Würde es die sprichwörtliche Hölle der guten Absichten wirklich geben, dann wäre in diesem Purgatorium ein Ehrenplatz für David Cameron reserviert. Der ehemalige britische Premierminister hatte Anfang 2016 die Volksabstimmung über den Verbleib des Vereinigten Königreichs in der EU in die Wege geleitet, um seine Partei mit Europa zu versöhnen und die lästige Frage der EU-Mitgliedschaft ein für alle Mal vom Tisch zu kriegen. Bei dem Votum selbst ist Cameron bekanntlich ein kleines Malheur passiert, sodass der Brexit von einer parteiinternen Obsession zum allumfassenden, omnipräsenten Monster mutiert ist. Zweieinhalb Jahre nach dem Referendum ist er der alles überstrahlende Fixstern der britischen Politik, um den die regierenden Tories wie eine klapprige Raumstation ihre immer enger werdenden Bahnen ziehen – weder willens noch in der Lage, aus dem fatalen Orbit auszubrechen.

Dieses sich jenseits des Ärmelkanals darbietende Drama betrachten die Europäer mit einer Mischung aus Unverständnis, Faszination und Grauen. Unverständnis wegen der spezifisch britischen Mischung aus Nostalgie, Ironie, Grandiosität und Ignoranz, mit der der Brexit gewürzt wurde. Faszination, weil das Schauspiel vor der opulenten Kulisse eines altehrwürdigen Verfassungsstaats aufgeführt wird. Und Grauen, weil dieses Schauspiel davon handelt, wie tief ein altehrwürdiger Verfassungsstaat sinken kann, wenn sein Ensemble alle Warnungen in den Wind schlägt, die Experten in die Wüste schickt und sich nur noch vom Bauchgefühl leiten lässt.

Dass den Briten wohlgesinnte Zeitgenossen sich nun Gedanken darüber machen, wie man ihnen aus der Patsche helfen und den Schaden begrenzen könnte, ist wichtig und richtig. Problematisch werden diese Überlegungen in dem Moment, an dem sie in Forderungen an die Europäische Union umschlagen. Wer von Brüssel mehr inhaltliches Entgegenkommen verlangt und sich beispielsweise für einen privilegierten Zugang zum gemeinsamen Binnenmarkt ausspricht, um die Pattsituation zu durchbrechen und die wirtschaftlichen Nebenwirkungen des Brexit zu minimieren, hat eine falsche Vorstellung davon, was in Großbritannien, im Brexit-Prozess und in der EU selbst auf dem Spiel steht.

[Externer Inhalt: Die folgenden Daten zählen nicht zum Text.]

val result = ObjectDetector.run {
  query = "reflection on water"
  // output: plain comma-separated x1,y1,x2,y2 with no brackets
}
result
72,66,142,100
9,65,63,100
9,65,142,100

Erstens: Was momentan in London passiert, ist nicht vertrauensbildend, sondern blamabel. Zweieinhalb Jahre nach dem Referendum wissen die Briten noch immer nicht, welchen Brexit sie wollen. Angesichts des Chaos in Westminster hat die EU gar keine andere Wahl, als unnachgiebig zu sein und den Austrittsvertrag rechtlich wasserdicht zu machen, um auf alle Eventualitäten vorbereitet zu sein.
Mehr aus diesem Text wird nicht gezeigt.